TNGHT EP

TNGHT

Warp Records – 2012
par Aurélien, le 25 juillet 2012
6

La rencontre est digne d'un match de boxe: dans le coin gauche, c'est l'Ecossais Hudson Mohawke qui montre ses gros bras de tête de gondole du wonky, lui qui a fait ses premières armes dans le sillon de J Dilla avant de basculer du côté obscur en larguant l'an dernier un Satin Panthers martial qui faisait les yeux doux aux grosses sorties dirty south. Dans le coin droit, un challenger canadien bien en jambes qui répond au doux nom de Lunice, et ne prend pas les combats à la légère comme pourront en témoigner son parrain Diplo ou sa favorite Azealia Banks. Deux boules de nerfs qui se retrouvent sur le ring pour envoyer de la patate de forain par palettes le temps d'un clash moins fin qu'escompté, et où le challenger prend tout du long un précieux avantage sur le champion. Pour le plus grand plaisir d'un public en manque de swag.

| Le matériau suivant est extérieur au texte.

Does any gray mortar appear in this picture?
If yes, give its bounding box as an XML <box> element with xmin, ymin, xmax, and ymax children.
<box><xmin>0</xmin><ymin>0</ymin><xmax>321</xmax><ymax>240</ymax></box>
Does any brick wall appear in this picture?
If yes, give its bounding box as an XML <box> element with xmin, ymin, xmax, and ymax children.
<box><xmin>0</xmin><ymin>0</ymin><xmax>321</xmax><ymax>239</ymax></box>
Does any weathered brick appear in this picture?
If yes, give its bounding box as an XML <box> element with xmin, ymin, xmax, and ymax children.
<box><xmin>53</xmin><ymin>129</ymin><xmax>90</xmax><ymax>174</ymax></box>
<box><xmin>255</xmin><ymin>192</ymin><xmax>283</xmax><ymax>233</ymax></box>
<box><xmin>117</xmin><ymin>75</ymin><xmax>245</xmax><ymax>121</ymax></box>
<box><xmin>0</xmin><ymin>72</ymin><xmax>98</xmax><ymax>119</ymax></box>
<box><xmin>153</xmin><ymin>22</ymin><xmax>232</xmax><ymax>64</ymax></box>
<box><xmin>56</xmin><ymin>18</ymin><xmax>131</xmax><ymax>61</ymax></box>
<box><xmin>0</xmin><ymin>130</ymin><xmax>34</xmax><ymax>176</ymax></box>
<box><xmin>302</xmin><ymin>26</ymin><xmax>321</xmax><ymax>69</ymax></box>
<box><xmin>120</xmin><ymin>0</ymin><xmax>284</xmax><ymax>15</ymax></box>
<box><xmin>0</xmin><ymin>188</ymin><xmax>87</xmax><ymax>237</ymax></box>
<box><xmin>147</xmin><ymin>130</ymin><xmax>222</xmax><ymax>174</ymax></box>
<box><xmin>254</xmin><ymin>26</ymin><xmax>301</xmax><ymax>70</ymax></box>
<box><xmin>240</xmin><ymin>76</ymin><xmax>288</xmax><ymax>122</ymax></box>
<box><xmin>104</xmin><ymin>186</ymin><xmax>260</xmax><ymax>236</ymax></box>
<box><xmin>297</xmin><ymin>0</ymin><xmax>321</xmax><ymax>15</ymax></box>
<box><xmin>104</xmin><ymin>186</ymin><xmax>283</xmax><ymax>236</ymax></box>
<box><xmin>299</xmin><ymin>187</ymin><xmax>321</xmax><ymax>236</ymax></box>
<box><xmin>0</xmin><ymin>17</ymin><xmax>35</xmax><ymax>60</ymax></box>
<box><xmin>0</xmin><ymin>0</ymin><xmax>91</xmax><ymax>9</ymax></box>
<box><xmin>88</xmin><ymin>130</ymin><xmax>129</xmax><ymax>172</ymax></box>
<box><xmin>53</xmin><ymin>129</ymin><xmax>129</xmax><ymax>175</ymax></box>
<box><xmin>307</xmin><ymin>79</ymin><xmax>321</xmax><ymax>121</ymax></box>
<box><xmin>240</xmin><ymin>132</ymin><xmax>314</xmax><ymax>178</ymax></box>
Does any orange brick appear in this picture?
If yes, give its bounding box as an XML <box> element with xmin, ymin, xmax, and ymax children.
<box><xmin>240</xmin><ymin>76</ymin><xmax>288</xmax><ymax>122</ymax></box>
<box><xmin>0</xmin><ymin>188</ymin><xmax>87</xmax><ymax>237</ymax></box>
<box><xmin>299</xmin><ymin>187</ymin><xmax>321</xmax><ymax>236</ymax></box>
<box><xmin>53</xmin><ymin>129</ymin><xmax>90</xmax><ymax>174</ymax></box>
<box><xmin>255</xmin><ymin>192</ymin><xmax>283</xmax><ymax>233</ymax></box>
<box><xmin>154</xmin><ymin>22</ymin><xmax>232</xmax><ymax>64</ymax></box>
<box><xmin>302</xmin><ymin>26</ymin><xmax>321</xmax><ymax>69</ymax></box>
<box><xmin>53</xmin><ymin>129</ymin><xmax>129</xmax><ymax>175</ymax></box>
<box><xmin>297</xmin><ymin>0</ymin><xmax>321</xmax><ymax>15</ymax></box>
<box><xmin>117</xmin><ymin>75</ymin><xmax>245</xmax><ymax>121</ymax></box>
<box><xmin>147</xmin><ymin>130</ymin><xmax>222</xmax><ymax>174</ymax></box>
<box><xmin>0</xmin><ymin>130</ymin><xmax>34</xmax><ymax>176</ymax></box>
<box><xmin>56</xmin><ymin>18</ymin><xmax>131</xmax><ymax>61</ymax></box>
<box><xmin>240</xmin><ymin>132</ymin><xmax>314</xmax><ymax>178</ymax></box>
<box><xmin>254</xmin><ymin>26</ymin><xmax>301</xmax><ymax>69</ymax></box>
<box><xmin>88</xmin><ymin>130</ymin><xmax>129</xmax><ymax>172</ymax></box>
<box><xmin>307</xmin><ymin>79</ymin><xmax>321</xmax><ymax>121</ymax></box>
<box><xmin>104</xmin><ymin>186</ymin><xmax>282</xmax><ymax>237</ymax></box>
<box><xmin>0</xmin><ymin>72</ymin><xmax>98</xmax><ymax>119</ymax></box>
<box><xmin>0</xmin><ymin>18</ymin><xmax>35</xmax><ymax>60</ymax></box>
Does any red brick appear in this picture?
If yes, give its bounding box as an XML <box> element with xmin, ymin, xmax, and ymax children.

Car une écoute de l'EP suffira à faire le tour du menu étouffe-neurones offert par nos deux bouchers du beatmaking: chez TNGHT, on ne fait pas tellement dans le sentimental. En fait, on préfère ouvertement faire bouncer de la biatch aux quatre coins du monde et s'autoriser une récréation primaire bienvenue au milieu de projets solos qui n'en finissent plus de soulever de l'impatience. Une forme d'entertainment pur et dur qui pose question au regard du caractère bien trempé de ces cinq uppercuts et de leur relative platitude. Mais des uppercuts qui font fatalement mouche à chaque fois vu que les deux lurons agissent ici dans leur plus pur élément, compensant les excès de l'un, rattrapant les manques de l'autre, et ajoutant un doigté de mental à leur mixture. Le résultat? A défaut d'être révolutionnaire, il est aussi efficace qu'universel. Autant donc dire que malgré un clair manque d'audace, on en a pour notre argent.

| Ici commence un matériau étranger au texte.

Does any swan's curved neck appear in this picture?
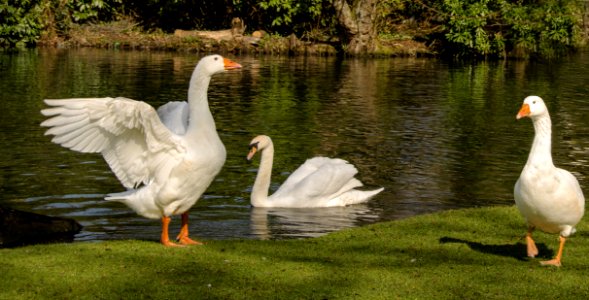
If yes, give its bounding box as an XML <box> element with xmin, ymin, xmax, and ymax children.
<box><xmin>186</xmin><ymin>67</ymin><xmax>217</xmax><ymax>135</ymax></box>
<box><xmin>527</xmin><ymin>114</ymin><xmax>554</xmax><ymax>167</ymax></box>
<box><xmin>251</xmin><ymin>144</ymin><xmax>274</xmax><ymax>207</ymax></box>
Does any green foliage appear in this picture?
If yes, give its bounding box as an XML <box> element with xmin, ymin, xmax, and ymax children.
<box><xmin>248</xmin><ymin>0</ymin><xmax>335</xmax><ymax>36</ymax></box>
<box><xmin>0</xmin><ymin>0</ymin><xmax>122</xmax><ymax>47</ymax></box>
<box><xmin>440</xmin><ymin>0</ymin><xmax>580</xmax><ymax>57</ymax></box>
<box><xmin>0</xmin><ymin>0</ymin><xmax>44</xmax><ymax>47</ymax></box>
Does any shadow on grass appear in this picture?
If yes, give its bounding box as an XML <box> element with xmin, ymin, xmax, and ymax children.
<box><xmin>440</xmin><ymin>237</ymin><xmax>554</xmax><ymax>261</ymax></box>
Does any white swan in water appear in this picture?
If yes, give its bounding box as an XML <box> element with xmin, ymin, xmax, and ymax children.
<box><xmin>513</xmin><ymin>96</ymin><xmax>585</xmax><ymax>266</ymax></box>
<box><xmin>247</xmin><ymin>135</ymin><xmax>384</xmax><ymax>207</ymax></box>
<box><xmin>41</xmin><ymin>55</ymin><xmax>241</xmax><ymax>246</ymax></box>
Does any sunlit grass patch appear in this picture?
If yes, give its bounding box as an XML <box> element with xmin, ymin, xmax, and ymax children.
<box><xmin>0</xmin><ymin>207</ymin><xmax>589</xmax><ymax>299</ymax></box>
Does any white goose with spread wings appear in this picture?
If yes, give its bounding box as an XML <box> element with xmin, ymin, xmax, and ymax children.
<box><xmin>41</xmin><ymin>55</ymin><xmax>241</xmax><ymax>246</ymax></box>
<box><xmin>513</xmin><ymin>96</ymin><xmax>585</xmax><ymax>266</ymax></box>
<box><xmin>247</xmin><ymin>135</ymin><xmax>384</xmax><ymax>207</ymax></box>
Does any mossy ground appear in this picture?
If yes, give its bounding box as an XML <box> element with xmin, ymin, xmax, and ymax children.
<box><xmin>0</xmin><ymin>207</ymin><xmax>589</xmax><ymax>299</ymax></box>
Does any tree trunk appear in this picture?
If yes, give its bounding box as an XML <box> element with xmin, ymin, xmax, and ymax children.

Sans doute aurait-on préféré que ce duel soit moins pachydermique, qu'il révèle cette ambiguïté que l'on avait retrouvée sur le Satin Panthers de HudMo un an plus tôt. Sans doute aussi que Lunice utilise un peu trop ses gants pour tirer la couverture de son côté, et que l'on aurait aimé qu'Hudson Mohawke envoie valdinguer plus haut cet alignement de pistes certes sauvages et épileptiques, mais aussi désespérément terre-à-terre. La vérité est que cet EP "swag de stade" se suffit aisément à lui-même et ne cherche ni la comparaison, ni à passer l'été. Plutôt à jouer un rôle de carte de visite pour annoncer la couleur de prestations live énormes qui pourraient bien se terminer sur un KO brutal du public. Toute ambition autre que la simple consommation serait trahir la raison d'être d'une telle rencontre, et ce bien que l'on ne puisse nier la formidable artillerie exhibée ici par le duo.